Armed with wheelbarrows and gloves, the midshipmen of the U.S. Merchant Marine Academy began a task its neighbors alone could not.
At Kings Point Park, rocked by superstorm Sandy, felled trees that were more than 100 feet tall and that many years old made trails no longer walkable. Streams were choked by broken branches.
But the potential for more destruction caught the attention of area residents and parks officials.
If the streams remained blocked, that could cause more flooding, and the tree debris could fuel a fire "of epic proportions," said park supervisor Will McGirr.
Mary Cunningham, social director at the academy, said the midshipmen have volunteered in the 175-acre park -- a quarter mile from their dorms -- many times before. But those efforts pale compared with what's needed now.
"This is of a whole different scale," she said.
Saturday, nearly 200 midshipmen toiling in shifts cleared a mountain of brush and logs from a portion of the heavily wooded park.
Park and academy officials say the cleanup underscores a long-held relationship.
"The parks department loves them because they're nice, young energy that comes to the parks and run on the trails," Cunningham said. "They live here."

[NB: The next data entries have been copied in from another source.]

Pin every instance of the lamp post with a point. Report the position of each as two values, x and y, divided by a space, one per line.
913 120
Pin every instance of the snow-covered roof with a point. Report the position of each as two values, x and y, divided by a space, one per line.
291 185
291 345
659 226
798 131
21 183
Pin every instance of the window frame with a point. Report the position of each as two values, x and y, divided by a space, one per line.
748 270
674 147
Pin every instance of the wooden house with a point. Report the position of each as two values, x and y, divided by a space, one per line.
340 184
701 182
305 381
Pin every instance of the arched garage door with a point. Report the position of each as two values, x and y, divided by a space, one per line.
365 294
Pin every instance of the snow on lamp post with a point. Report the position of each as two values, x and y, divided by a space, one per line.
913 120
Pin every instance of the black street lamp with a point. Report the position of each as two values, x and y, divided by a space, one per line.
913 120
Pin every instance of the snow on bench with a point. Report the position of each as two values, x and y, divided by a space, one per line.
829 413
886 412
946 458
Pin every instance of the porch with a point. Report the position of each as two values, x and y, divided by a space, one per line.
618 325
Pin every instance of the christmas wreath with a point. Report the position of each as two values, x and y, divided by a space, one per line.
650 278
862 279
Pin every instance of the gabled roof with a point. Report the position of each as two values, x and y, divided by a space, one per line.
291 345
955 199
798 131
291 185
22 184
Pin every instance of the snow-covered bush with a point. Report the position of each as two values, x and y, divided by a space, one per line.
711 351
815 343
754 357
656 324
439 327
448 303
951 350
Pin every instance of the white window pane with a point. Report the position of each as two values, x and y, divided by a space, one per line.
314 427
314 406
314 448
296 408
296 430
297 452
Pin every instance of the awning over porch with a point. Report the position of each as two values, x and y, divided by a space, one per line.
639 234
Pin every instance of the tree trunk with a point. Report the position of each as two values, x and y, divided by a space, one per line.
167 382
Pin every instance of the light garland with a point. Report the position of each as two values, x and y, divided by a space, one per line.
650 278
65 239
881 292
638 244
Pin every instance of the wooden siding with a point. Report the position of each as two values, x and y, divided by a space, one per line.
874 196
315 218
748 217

Beebe Gannon, 23, of Valencia, Calif., in his final year at the academy, said he was surprised while on a run after the storm to see how hard the park was hit. "I thought the North Shore was more protected during Sandy," he said.
In June 2010, another park in the Great Neck area, Village Green, was decimated after a microburst -- a series of violent thunderstorms -- "sliced all the trees down," recalled Ruth Tamarin, a park commissioner.
But Sandy was different.
Bob Lincoln, another commissioner, said he, too, assumed the North Shore, with its steeper elevations, would be less vulnerable to storm surges. But the harsh wind came, he said, and it "just took its toll."
One of the midshipmen volunteers, Charlie Helms, 18, of North Brunswick, N.J., made more than a dozen trips around the perimeter of Kings Point Park Saturday morning, hauling brush in a wheelbarrow.
Some of the logs he carted off, slung over his shoulder, weighed 100 pounds.
Feeling sore, Helms was looking forward to a promise from the parks crew: sandwiches.
"Hopefully, some nice food will make me feel a little better," he said.